「昔のセッちゃんは泣き虫さんなところはあったけど、僕をそんな死んだ魚のような目でシーイングすることは、そんなにはナッシングだったのにッ!?モア乙女だったさ。乙女チックがノンストップッ!!リメンバーだよねセッちゃん!あの輝けるバラ色のデイズをッ!!」
「バラ色のデイズってなんですか?まさか二人がその、……もしかして恋び」
「ストーーーーーーーーーーーーップ!千景ちゃんそこまでよ!」
ひかるにかけられた呪いを解くために、癒し天使のセラが空回りしながらも奔放するラブコメシリーズの第四弾。今回は、長編というよりは、短編集風味の一冊でしたね。
プロローグの進路相談で、三人がそれぞれ「将来なりたいもの」をあげていくところも、思わず、へにゃっと力が抜けてしまうものがありましたが、そんな力の抜け具合が、どの話にもあって、とても微笑ましく、とても温かかったです。収録されている物語は、以下の六つ。
- 福引で当たった銭湯に皆でいく「せんとう開始」
- 飼い犬しばの大冒険を描く「破壊神黙示録 ~冬休み増刊号~」
- クリスマスの家族パーティの模様を描く「思い出のクリスマス」
- 大掃除で皆が疲れてるとき、イデルがお買い物に向かう「はじめてのおつかい」
- 誰が一番縁起のいい初夢を見るかという勝負が意外な方向に向かう「初夢ランナウェイ」
- アルバイトしたいと言い出したイデルが、接客業にチャレンジする「働けイデルちゃん」
どれもこれも、優しさに包まれたお話ばかりで、とても良かったけど、個人的に好きな話は、「破壊神黙示録」と「はじめてのおつかい」かな。

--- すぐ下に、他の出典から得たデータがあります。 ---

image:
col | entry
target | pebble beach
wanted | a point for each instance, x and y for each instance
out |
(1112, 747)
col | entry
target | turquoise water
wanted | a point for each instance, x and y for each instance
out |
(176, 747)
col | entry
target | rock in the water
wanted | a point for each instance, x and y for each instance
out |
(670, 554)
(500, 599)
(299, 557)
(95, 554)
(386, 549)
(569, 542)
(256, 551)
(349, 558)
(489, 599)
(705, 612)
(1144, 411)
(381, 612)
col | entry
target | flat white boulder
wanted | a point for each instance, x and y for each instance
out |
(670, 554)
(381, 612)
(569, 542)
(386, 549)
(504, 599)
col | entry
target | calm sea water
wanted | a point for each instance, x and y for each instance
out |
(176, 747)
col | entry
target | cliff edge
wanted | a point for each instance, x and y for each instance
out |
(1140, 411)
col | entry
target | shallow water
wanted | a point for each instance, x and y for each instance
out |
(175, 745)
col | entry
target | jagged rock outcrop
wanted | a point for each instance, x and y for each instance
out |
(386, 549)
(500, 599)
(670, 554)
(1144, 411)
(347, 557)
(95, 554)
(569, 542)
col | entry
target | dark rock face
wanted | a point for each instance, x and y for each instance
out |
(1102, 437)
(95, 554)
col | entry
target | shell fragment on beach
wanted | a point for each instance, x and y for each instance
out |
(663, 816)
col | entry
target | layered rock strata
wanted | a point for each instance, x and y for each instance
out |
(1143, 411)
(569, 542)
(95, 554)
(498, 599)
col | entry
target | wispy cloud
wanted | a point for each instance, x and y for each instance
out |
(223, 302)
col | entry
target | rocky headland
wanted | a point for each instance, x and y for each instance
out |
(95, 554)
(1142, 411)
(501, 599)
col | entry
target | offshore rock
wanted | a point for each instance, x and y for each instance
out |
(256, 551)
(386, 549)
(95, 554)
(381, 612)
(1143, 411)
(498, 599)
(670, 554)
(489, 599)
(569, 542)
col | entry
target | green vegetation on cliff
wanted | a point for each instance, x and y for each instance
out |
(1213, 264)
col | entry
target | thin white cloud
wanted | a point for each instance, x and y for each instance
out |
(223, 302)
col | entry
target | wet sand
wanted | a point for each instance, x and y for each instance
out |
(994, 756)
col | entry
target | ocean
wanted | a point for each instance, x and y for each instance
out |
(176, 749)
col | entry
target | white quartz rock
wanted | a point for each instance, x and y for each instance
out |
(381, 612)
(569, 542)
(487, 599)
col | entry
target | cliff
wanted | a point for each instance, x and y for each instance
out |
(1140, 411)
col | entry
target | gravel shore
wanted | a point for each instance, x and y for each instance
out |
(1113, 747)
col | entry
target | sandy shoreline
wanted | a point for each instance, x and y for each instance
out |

普段から大きな事を言ってるしばだけど(もちろん、犬の言葉なので誰にも伝わってない)、実は態度ほどに傍若無人な心を持ってなくて、迷子な女の子の面倒を見てるうちに、自分が迷子だったことに気づいて、寂しくなっちゃうところとか、イデルを思うところとか、可愛いところもあって。でも素直じゃなくて。こんな素敵なツンデレ犬がいたら嬉しくなっちゃうよ。
「はじめてのおつかい」と「働けイデルちゃん」では、イデル中心のお話なんですが、カルマたち悪魔が、イデルに気づかれないよう手助けするところに、思わず笑ってしまう健気さを感じました。はじめは気づかないイデルだけど、だんだんと助けてくれる存在を感じて、感謝の気持ちをみせるところがとてもいいです。
カルマとしても、先が短いイデルの望みは叶えたいと思いながら、でもどうせ先が短いなら、バイトよりもひかるたちとすごす時間を持ったほうが、みたいな葛藤があって、ついついイデルに意地悪しちゃうんだけど、最後には、彼女の力になってあげるんだから、まったく損な役回りだ。
おかげでイデルの秘密は秘密でなくなってしまったけど、さて、これでひかるたちはどういう道を選ぶんだろう。最終巻となる次作がとても楽しみです。